Como poeta entonces, hago uso de este castellano enriquecido que al oficiar de traductora o “lengua” se me despliega en toda su riqueza. Abordar el habla propia con el ramillete de otras lenguas en la mano, me abre necesariamente a otras realidades y fija en mí una idea respecto de las palabras y su respiración que me parece imposible desdeñar.  Es, creo, el mestizaje y no la pureza, el que produce el humus nutricio donde florece la lengua. Encontrar las palabras y escribir en medio de ese cruce, es para mí un privilegio. Es en ese maremágnum de experiencias, donde ver, asombrarse y/o denunciar se torna posible. Así, gracias al buen abuso del quinto sentido que Mistral nos señala en sus escritos, es posible recalar abierta en puertos lejanos o hundidos para hacerlos retumbar entre las manos del territorio propio. Es lo que nos acerca en algo, a lo antes indecible. La traducción, oficio que amo, resulta comenzar para mí, tal como la poesía, en una obsesión.  Es decir, en un proceso que atrapa lo que antes sólo era olfato y mantenía a mi nariz hozando en tierra conocida. Pienso entonces, que, así como la poesía es un impulso inevitable por expresar realidades concretas o imaginarias, la traducción es un esfuerzo por decir y atrapar en el lenguaje propio los mundos que otras lenguas y seres encontraron. En ambos casos, la lengua propia es penetrada y fecundada por actores palabrísticos foráneos que guardan estrecha relación con una necesidad viva y presente. En ambos casos también, mis sentidos anotan y recorren espacios que la palabra cuartea. Es allí donde ella empuja y transgrede.  Donde se encuentran las herramientas posibles de la resistencia. Donde florece el sueño. Agente y custodio activo de un territorio que se define día a día, la lengua propia es también y muy fundamentalmente, el resultado natural de nuestra relación con la geografía y el paisaje humano que habitamos. La lengua y el territorio son asuntos indisociables y dan cuenta de una realidad única siempre en proceso de cambio.  Somos, en lo más íntimo, un ojo expuesto al espacio y al tiempo que nuestro cuerpo ocupa. 
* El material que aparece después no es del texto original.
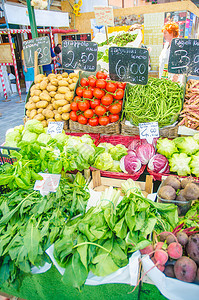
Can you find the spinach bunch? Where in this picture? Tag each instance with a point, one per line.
(103, 239)
(30, 223)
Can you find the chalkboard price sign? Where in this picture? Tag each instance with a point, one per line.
(129, 64)
(79, 55)
(42, 46)
(184, 57)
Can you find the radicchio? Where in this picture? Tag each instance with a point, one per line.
(130, 164)
(159, 164)
(145, 152)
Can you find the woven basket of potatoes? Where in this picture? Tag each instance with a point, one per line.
(50, 98)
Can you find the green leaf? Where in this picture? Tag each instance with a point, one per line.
(31, 241)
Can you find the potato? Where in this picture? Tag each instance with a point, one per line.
(35, 99)
(43, 85)
(49, 114)
(33, 113)
(72, 86)
(69, 96)
(52, 94)
(54, 81)
(75, 79)
(42, 104)
(65, 116)
(63, 82)
(45, 96)
(59, 97)
(44, 123)
(39, 117)
(30, 106)
(50, 120)
(28, 113)
(39, 78)
(50, 106)
(66, 108)
(36, 92)
(51, 87)
(59, 76)
(58, 117)
(63, 89)
(39, 111)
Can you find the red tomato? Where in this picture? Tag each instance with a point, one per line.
(84, 82)
(111, 87)
(97, 93)
(101, 75)
(101, 83)
(121, 85)
(100, 110)
(74, 106)
(82, 120)
(77, 99)
(94, 103)
(93, 121)
(92, 81)
(83, 105)
(73, 116)
(107, 99)
(113, 118)
(79, 91)
(115, 108)
(119, 94)
(87, 94)
(103, 120)
(88, 113)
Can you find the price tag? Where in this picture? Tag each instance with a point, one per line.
(55, 128)
(49, 183)
(149, 131)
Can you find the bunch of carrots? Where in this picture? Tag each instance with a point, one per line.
(190, 112)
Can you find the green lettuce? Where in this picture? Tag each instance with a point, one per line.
(104, 161)
(187, 145)
(166, 147)
(179, 163)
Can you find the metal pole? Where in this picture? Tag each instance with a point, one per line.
(31, 14)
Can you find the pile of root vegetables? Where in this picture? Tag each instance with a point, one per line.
(190, 112)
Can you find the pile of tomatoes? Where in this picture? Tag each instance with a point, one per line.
(98, 101)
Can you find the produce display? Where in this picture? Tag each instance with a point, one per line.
(159, 100)
(190, 112)
(182, 154)
(50, 97)
(98, 101)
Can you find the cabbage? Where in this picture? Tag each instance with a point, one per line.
(29, 136)
(145, 152)
(187, 145)
(166, 147)
(194, 164)
(34, 126)
(116, 166)
(118, 151)
(159, 164)
(104, 161)
(130, 164)
(44, 138)
(179, 163)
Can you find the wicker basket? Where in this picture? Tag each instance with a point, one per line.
(168, 131)
(114, 140)
(112, 128)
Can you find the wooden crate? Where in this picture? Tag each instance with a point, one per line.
(99, 183)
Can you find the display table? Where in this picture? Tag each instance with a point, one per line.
(48, 286)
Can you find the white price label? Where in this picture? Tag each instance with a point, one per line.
(149, 131)
(55, 128)
(49, 183)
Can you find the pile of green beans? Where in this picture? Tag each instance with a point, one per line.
(160, 100)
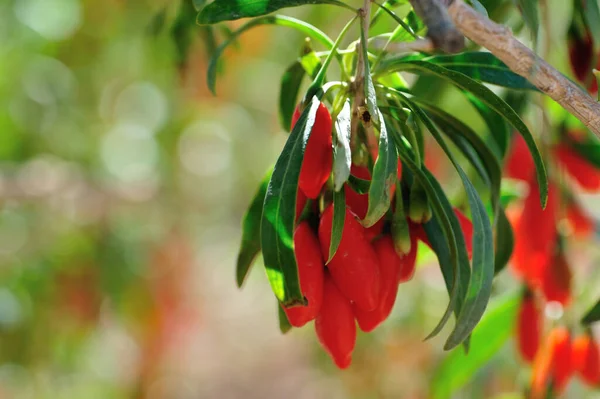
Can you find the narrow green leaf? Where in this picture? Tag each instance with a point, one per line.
(385, 173)
(279, 212)
(592, 315)
(284, 323)
(337, 226)
(250, 246)
(288, 93)
(361, 186)
(529, 10)
(370, 95)
(494, 102)
(229, 10)
(482, 266)
(489, 337)
(342, 155)
(279, 20)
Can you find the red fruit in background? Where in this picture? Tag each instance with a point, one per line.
(310, 270)
(581, 224)
(390, 268)
(535, 235)
(584, 173)
(335, 325)
(318, 156)
(529, 327)
(354, 267)
(519, 163)
(586, 359)
(556, 280)
(580, 55)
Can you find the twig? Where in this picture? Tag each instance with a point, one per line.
(520, 59)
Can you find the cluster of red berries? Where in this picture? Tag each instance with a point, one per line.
(360, 282)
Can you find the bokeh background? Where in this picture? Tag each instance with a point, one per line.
(123, 182)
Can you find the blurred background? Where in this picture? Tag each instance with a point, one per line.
(123, 183)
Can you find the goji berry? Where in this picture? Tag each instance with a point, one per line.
(586, 359)
(318, 155)
(354, 267)
(529, 327)
(556, 280)
(390, 268)
(335, 326)
(578, 168)
(310, 270)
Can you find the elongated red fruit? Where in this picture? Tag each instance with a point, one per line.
(529, 327)
(553, 365)
(335, 326)
(519, 163)
(586, 359)
(556, 280)
(578, 168)
(310, 270)
(390, 268)
(318, 156)
(535, 235)
(354, 267)
(581, 224)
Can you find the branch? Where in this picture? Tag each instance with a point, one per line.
(500, 41)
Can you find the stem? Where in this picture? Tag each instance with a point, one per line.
(500, 41)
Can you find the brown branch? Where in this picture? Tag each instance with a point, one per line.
(520, 59)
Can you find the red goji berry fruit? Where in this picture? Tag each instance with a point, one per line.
(390, 268)
(318, 155)
(335, 326)
(354, 267)
(578, 168)
(310, 270)
(535, 235)
(581, 224)
(529, 327)
(519, 163)
(586, 359)
(556, 280)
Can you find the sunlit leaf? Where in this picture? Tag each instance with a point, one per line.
(228, 10)
(592, 315)
(288, 93)
(385, 173)
(250, 246)
(458, 368)
(337, 226)
(342, 156)
(279, 20)
(279, 212)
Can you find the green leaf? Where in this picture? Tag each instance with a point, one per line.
(482, 265)
(370, 95)
(385, 173)
(284, 323)
(489, 337)
(288, 93)
(250, 246)
(493, 101)
(342, 155)
(229, 10)
(279, 20)
(337, 226)
(529, 10)
(279, 212)
(592, 315)
(479, 65)
(361, 186)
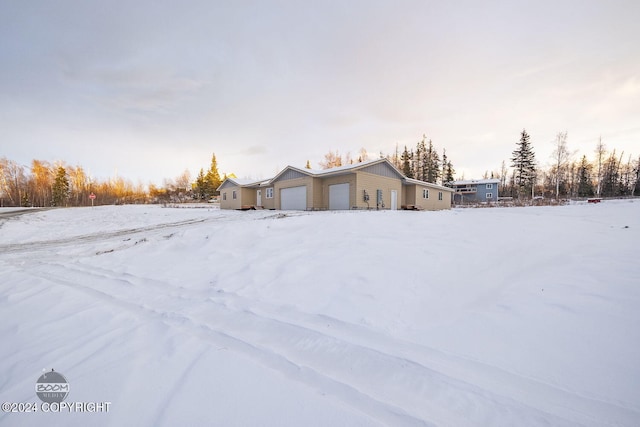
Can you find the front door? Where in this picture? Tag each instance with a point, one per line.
(394, 200)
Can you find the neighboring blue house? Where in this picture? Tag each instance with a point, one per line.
(475, 191)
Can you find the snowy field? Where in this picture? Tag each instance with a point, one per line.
(471, 317)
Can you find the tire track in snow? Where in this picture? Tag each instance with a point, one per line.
(403, 385)
(526, 391)
(340, 391)
(94, 237)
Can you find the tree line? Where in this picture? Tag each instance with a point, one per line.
(608, 174)
(44, 184)
(423, 163)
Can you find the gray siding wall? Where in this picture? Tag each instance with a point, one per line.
(480, 195)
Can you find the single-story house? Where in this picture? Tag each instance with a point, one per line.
(474, 191)
(245, 194)
(375, 184)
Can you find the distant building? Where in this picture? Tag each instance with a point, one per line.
(475, 191)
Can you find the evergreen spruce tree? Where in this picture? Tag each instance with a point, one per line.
(432, 164)
(585, 183)
(405, 158)
(212, 178)
(447, 171)
(200, 189)
(524, 164)
(60, 189)
(419, 160)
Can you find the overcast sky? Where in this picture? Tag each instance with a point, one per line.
(151, 88)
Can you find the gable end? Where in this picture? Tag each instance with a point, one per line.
(382, 169)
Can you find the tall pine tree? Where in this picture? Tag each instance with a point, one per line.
(60, 189)
(585, 183)
(431, 164)
(447, 171)
(406, 159)
(524, 164)
(212, 178)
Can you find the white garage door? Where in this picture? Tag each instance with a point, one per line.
(293, 199)
(339, 197)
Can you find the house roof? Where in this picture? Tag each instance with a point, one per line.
(238, 182)
(477, 181)
(427, 184)
(332, 171)
(329, 172)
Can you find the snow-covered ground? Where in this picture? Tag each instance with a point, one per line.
(513, 316)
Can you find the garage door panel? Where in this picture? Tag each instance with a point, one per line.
(339, 196)
(293, 198)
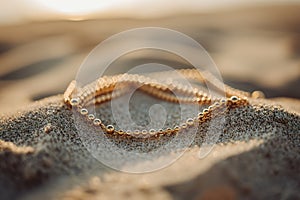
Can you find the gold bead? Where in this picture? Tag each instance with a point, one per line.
(74, 102)
(84, 111)
(152, 132)
(144, 132)
(110, 129)
(160, 131)
(190, 121)
(120, 132)
(200, 115)
(97, 122)
(136, 132)
(205, 111)
(234, 99)
(91, 117)
(183, 125)
(176, 128)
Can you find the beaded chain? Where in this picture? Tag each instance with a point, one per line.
(110, 87)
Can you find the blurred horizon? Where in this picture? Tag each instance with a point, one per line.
(18, 12)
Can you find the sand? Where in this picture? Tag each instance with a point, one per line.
(256, 157)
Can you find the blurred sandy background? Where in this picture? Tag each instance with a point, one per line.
(255, 44)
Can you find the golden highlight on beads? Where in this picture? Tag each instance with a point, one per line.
(104, 89)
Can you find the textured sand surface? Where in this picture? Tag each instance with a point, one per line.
(257, 155)
(42, 156)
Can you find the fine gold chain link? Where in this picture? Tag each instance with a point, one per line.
(109, 87)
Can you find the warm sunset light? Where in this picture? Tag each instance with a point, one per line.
(76, 7)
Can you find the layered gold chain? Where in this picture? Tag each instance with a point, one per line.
(110, 87)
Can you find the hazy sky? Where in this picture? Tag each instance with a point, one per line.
(14, 11)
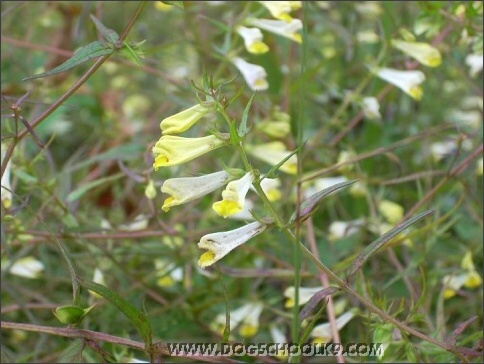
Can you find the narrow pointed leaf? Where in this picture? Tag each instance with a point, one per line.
(313, 302)
(382, 240)
(137, 317)
(110, 35)
(310, 205)
(243, 128)
(178, 4)
(92, 50)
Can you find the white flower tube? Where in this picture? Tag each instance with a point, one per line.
(422, 52)
(408, 81)
(218, 245)
(279, 27)
(183, 190)
(185, 119)
(234, 196)
(254, 75)
(172, 150)
(252, 40)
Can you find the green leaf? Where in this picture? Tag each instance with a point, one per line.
(77, 193)
(243, 128)
(178, 4)
(131, 55)
(110, 35)
(382, 240)
(309, 205)
(92, 50)
(137, 317)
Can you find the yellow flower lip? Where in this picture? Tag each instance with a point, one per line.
(424, 53)
(172, 150)
(185, 119)
(218, 245)
(408, 81)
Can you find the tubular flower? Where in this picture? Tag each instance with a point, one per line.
(6, 187)
(270, 186)
(281, 9)
(273, 153)
(183, 190)
(234, 196)
(218, 245)
(279, 27)
(408, 81)
(254, 75)
(468, 278)
(253, 40)
(322, 333)
(422, 52)
(174, 150)
(305, 294)
(185, 119)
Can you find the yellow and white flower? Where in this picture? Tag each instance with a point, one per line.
(408, 81)
(252, 40)
(281, 9)
(469, 278)
(27, 267)
(234, 196)
(371, 107)
(254, 75)
(5, 183)
(341, 229)
(246, 318)
(270, 186)
(422, 52)
(183, 190)
(218, 245)
(475, 62)
(273, 153)
(322, 332)
(185, 119)
(305, 294)
(391, 211)
(172, 150)
(279, 27)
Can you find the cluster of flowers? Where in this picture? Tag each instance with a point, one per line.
(172, 150)
(250, 31)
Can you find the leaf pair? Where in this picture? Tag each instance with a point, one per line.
(94, 50)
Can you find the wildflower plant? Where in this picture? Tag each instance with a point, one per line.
(241, 172)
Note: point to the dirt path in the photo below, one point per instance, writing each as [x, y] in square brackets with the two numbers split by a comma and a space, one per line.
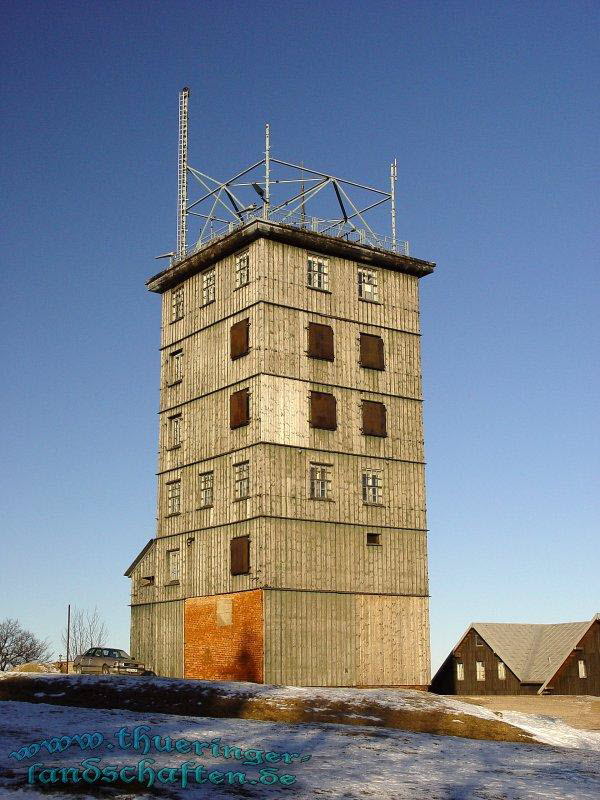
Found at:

            De modo similar ocurre también con la Academia Chilena de la Lengua, hija de aquella del norte y resultado de ricas y violentas fecundaciones perpetuadas por los distintos hablantes de nuestro territorio. Academia, la nuestra, que reconoce su rostro en el espejo de ultramar, pero que, preñada aquí, se integra a esta tierra y deviene en hija adulta. A esta hija, ahora madre, le corresponde criar y acoger a los recién llegados de otras tierras. Estoy segura de que éstos, como cualquier criatura recién venida al mundo, contribuyen a abrir los ojos de esta madre para que ella vuelva a ver como por primera vez y proceda a nombrar. 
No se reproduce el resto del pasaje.